The presentation left the impression that Amazon was pitching the service as a tool for digitally raising the dead. Prasad walked that back a bit in a subsequent interview on the sidelines of Amazon’s re:MARS technology conference in Las Vegas, saying the service wasn’t primarily designed to simulate the voice of dead people.
“It’s not about people who aren’t with you anymore,” he said. “But it’s about, your grandma, if you want your kid to listen to grandma’s voice you can do that, if she is not available. Personally I would want that.”
As the presentation ricocheted around the web, the creep factor dominated the discourse. But more serious concerns emerged, as well.
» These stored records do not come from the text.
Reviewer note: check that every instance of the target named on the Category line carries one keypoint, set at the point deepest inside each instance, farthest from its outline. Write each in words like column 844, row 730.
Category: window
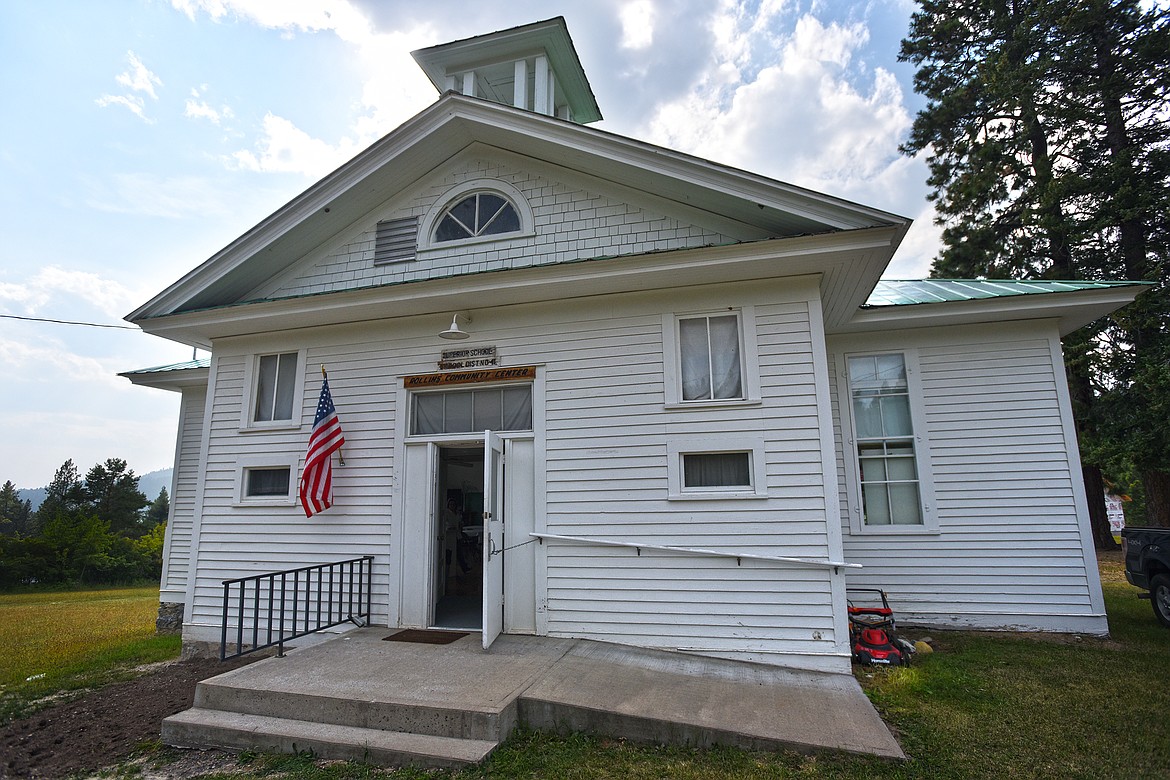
column 706, row 470
column 266, row 483
column 396, row 240
column 276, row 382
column 458, row 412
column 709, row 358
column 479, row 214
column 883, row 436
column 724, row 466
column 266, row 480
One was the potential for deploying the technology to create deepfakes — in this case using a legitimate recording to mimic people saying something they haven’t actually vocalized.
Siwei Lyu, a University of Buffalo professor of computer science and engineering whose research involves deepfakes and digital media forensics, said he was concerned about the development.
“There are certainly benefits of voice conversion technologies to be developed by Amazon, but we should be aware of the potential misuses,” he said. “For instance, a predator can masquerade as a family member or a friend in a phone call to lure unaware victims, and a falsified audio recording of a high-level executive commenting on her company’s financial situation could send the stock market awry.”
While Amazon didn’t say when the new Alexa feature would be rolled out, similar technology could eventually make such mischief a lot easier. Prasad said Amazon had learned to simulate a voice based on less than a minute of that person’s speech. Pulling that off previously required hours in a studio.